In the opening stanza, the poem's speaker relates, using past tense, the role of music in the creation of the world. It lay dormant until "the tuneful voice was heard from high" and the world became enlivened. In the final "diapason" of the heavenly harmony, mankind was created.

The second stanza asserts that nothing exists that music's passion cannot "raise or quell." The speaker references Jubal, a figure in the Hebrew Bible who was said to be the "father of all who play the harp and flute." When he first introduced music, his peers felt that something heavenly, god-like, or "celestial" existed within the sounds that they heard.

In the third stanza, the speaker notes the role of music in battle. The "trumpet's loud clangor" moves men to take up arms and "the thund'ring drum" leads the charge when enemies are near.

The tone shifts in stanza four as the speaker notes that the sound of a flute expresses the sadness that accompanies the death of a love affair.

The fifth stanza offers a comparison of the high-stringed sound of a violin to the voice of "the fair, disdainful dame" in her various, impetuous moods.

In the sixth stanza, Dryden's speaker proclaims the importance of the "sacred organ." It outstrips the power of the human voice in offering praise to heaven, with the power to carry its notes aloft.
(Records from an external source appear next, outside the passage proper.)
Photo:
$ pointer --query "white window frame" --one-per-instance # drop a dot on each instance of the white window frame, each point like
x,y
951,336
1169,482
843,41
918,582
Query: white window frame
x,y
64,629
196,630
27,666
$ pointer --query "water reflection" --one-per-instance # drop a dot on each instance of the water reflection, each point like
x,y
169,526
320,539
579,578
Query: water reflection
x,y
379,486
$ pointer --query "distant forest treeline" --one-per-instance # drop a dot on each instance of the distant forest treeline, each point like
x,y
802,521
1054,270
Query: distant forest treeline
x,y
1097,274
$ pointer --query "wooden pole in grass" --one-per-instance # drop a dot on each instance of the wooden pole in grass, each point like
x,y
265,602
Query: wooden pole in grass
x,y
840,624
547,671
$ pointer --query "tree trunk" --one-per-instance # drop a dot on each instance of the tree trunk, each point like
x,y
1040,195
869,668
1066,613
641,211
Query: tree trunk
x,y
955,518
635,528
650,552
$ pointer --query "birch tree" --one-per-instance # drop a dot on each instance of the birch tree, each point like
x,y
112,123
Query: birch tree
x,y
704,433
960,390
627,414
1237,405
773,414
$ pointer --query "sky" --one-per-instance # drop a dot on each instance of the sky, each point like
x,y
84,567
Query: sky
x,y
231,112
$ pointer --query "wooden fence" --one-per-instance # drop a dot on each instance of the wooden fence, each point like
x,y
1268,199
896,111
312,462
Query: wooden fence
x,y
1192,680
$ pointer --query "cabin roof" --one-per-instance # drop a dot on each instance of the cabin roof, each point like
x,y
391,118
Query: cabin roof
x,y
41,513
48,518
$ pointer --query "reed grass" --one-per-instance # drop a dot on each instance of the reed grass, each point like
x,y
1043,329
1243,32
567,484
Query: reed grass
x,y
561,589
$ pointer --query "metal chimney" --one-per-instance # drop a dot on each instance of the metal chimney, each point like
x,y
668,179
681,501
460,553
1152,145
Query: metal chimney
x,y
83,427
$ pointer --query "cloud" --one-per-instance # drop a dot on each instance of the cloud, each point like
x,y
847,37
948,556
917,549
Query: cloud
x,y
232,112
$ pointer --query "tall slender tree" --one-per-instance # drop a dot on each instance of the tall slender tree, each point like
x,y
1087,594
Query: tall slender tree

In the penultimate stanza, Dryden's speaker evokes a musical figure that pre-dates Jubal: Orpheus, the poet and musician of classical antiquity who married poetry and music with his mastery of the lyre. However, Cecilia's organ playing was said to be so heavenly that it summoned an angel.

The grand chorus that completes the poem predicts that on the last day of earth, music will mark the time, just as it marked the time of creation.